Islamabad: Pakistan has refused to participate in talks with India on the Turkmenistan-Afghanistan-Pakistan-India (TAPI) gas pipeline, following the increased tensions between the two nations over ceasefire violations in border areas of Kashmir.
The Express Tribune reports that the TAPI pipeline dialogue has been postponed after Pakistan refused to attend the meeting in India on August 22.
An internal source revealed that a representative of the US State Department and Chevron officials were visiting India to discuss issues pertaining to the pipeline and had requested Pakistan to join them.
However, Islamabad refused to participate in the talks amid boiling tensions with New Delhi over Line of Control (LoC) killings.
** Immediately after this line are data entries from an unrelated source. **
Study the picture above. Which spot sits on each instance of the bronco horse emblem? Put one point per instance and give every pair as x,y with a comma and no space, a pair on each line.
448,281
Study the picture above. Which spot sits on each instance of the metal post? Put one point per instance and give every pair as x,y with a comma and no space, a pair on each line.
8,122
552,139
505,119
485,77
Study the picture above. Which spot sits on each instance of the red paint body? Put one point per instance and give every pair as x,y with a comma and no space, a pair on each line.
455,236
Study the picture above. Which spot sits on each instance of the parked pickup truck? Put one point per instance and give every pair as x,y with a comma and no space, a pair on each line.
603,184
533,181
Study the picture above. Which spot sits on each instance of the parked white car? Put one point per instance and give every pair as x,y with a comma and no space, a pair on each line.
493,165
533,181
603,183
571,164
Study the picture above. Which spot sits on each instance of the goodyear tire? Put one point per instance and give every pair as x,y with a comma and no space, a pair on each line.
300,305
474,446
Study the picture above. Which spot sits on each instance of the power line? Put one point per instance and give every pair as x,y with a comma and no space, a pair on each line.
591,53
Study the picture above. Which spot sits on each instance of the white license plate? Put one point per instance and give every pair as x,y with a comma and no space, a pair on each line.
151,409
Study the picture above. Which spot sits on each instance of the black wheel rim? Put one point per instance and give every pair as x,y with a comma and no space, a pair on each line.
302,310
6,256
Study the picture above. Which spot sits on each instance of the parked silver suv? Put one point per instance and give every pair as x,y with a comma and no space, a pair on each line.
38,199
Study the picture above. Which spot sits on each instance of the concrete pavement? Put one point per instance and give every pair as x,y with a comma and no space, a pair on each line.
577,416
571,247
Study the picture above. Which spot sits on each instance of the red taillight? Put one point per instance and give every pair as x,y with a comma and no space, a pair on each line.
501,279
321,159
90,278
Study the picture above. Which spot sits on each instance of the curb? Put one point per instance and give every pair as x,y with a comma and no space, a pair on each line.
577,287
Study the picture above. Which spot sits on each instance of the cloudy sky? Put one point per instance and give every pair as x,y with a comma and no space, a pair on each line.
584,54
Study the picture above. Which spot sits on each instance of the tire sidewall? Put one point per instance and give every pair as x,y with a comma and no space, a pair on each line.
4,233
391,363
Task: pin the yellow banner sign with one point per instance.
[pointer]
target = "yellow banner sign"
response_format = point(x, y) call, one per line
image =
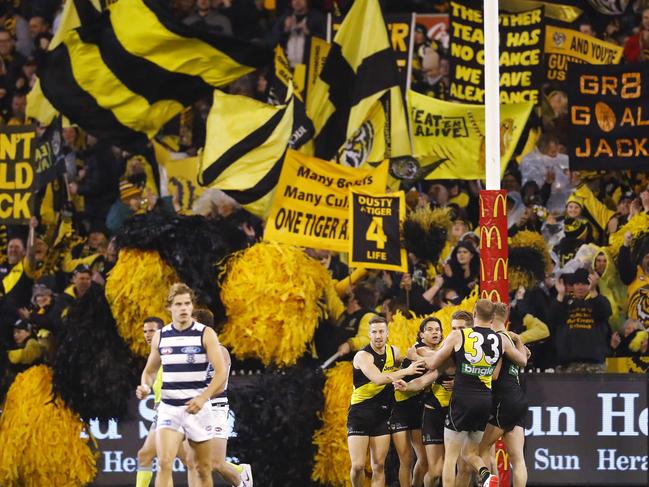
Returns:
point(376, 222)
point(449, 137)
point(311, 203)
point(563, 46)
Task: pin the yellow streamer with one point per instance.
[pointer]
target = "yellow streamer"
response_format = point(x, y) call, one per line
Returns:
point(136, 288)
point(40, 437)
point(271, 294)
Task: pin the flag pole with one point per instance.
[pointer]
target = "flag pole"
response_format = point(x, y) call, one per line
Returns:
point(492, 94)
point(493, 251)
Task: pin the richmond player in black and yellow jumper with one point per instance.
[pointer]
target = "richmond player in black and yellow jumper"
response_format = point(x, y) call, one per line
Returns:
point(375, 368)
point(476, 352)
point(437, 387)
point(405, 421)
point(509, 405)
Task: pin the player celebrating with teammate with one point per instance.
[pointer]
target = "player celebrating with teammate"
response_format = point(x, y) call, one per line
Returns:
point(509, 406)
point(477, 351)
point(375, 368)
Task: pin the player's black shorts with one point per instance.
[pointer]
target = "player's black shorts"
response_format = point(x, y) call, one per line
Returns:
point(406, 415)
point(432, 429)
point(468, 411)
point(509, 410)
point(368, 421)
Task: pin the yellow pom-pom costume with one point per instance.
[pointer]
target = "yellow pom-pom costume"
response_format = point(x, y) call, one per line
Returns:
point(136, 288)
point(40, 437)
point(271, 294)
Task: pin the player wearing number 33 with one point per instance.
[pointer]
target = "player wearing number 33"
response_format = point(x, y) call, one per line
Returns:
point(476, 351)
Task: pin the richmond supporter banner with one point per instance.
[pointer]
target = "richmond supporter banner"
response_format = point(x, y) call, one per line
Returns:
point(521, 41)
point(449, 137)
point(17, 173)
point(609, 116)
point(565, 46)
point(49, 161)
point(311, 203)
point(376, 231)
point(182, 176)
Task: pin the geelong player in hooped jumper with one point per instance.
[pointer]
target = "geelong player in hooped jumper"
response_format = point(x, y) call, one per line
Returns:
point(184, 348)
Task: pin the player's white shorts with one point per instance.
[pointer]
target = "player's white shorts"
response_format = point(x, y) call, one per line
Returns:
point(220, 413)
point(196, 427)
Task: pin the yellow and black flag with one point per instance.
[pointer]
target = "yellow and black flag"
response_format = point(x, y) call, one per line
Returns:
point(360, 70)
point(126, 71)
point(245, 145)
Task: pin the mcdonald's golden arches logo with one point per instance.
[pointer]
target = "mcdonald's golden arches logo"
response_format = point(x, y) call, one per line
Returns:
point(484, 294)
point(487, 232)
point(505, 458)
point(502, 265)
point(503, 205)
point(500, 198)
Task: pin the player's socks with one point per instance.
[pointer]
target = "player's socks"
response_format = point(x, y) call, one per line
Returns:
point(143, 478)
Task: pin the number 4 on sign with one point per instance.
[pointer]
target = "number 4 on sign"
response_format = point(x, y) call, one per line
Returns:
point(375, 232)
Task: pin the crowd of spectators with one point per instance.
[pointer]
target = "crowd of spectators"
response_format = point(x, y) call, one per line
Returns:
point(575, 212)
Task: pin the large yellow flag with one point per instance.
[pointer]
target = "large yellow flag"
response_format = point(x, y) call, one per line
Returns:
point(123, 74)
point(449, 137)
point(182, 176)
point(245, 145)
point(359, 72)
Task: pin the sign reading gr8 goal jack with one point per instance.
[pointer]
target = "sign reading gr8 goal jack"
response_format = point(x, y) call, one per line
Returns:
point(376, 231)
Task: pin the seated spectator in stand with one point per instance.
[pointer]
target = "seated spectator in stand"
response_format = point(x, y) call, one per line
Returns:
point(546, 166)
point(581, 322)
point(636, 47)
point(17, 27)
point(45, 315)
point(98, 181)
point(38, 25)
point(293, 29)
point(632, 342)
point(462, 271)
point(15, 286)
point(25, 351)
point(633, 266)
point(207, 18)
point(81, 283)
point(577, 232)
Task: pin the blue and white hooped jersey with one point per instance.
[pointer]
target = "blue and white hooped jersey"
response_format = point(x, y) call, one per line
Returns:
point(184, 363)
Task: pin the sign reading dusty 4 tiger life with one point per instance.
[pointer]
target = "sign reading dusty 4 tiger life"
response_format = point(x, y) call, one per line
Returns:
point(376, 231)
point(311, 203)
point(16, 173)
point(609, 116)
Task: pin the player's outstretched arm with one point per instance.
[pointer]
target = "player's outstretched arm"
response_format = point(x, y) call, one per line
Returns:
point(150, 369)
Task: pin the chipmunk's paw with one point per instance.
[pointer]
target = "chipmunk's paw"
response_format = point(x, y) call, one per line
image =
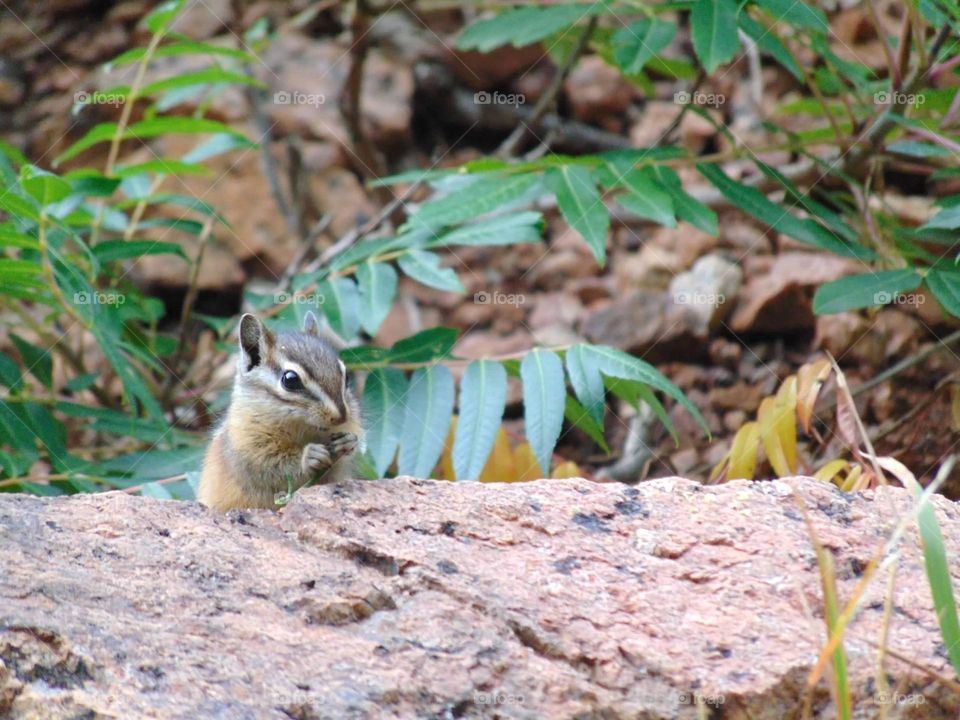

The United States had been putting pressure on Pakistan to go ahead with the crucial transnational gas pipeline and shelve the Iran-Pakistan pipeline project because of a standoff with Tehran over its alleged nuclear programme, the report added.
The US firm Chevron has long shown interest in financing the pipeline, which will pass through Afghanistan, and developing gas fields in Turkmenistan.
The participating countries have agreed to hire the Asian Development Bank (ADB) as transaction adviser to raise funds for the project to meet the escalating cost because of the delay, estimated to exceed 10 billion dollars.
According to the report, Pakistan and India will receive 1.365 billion cubic feet of gas per day (bcfd) from Turkmenistan, while Afghanistan will get 0.5 bcfd.
Turkmenistan will supply gas through a 1,800 km pipeline that will reach India after passing through Afghanistan and Pakistan, the report added.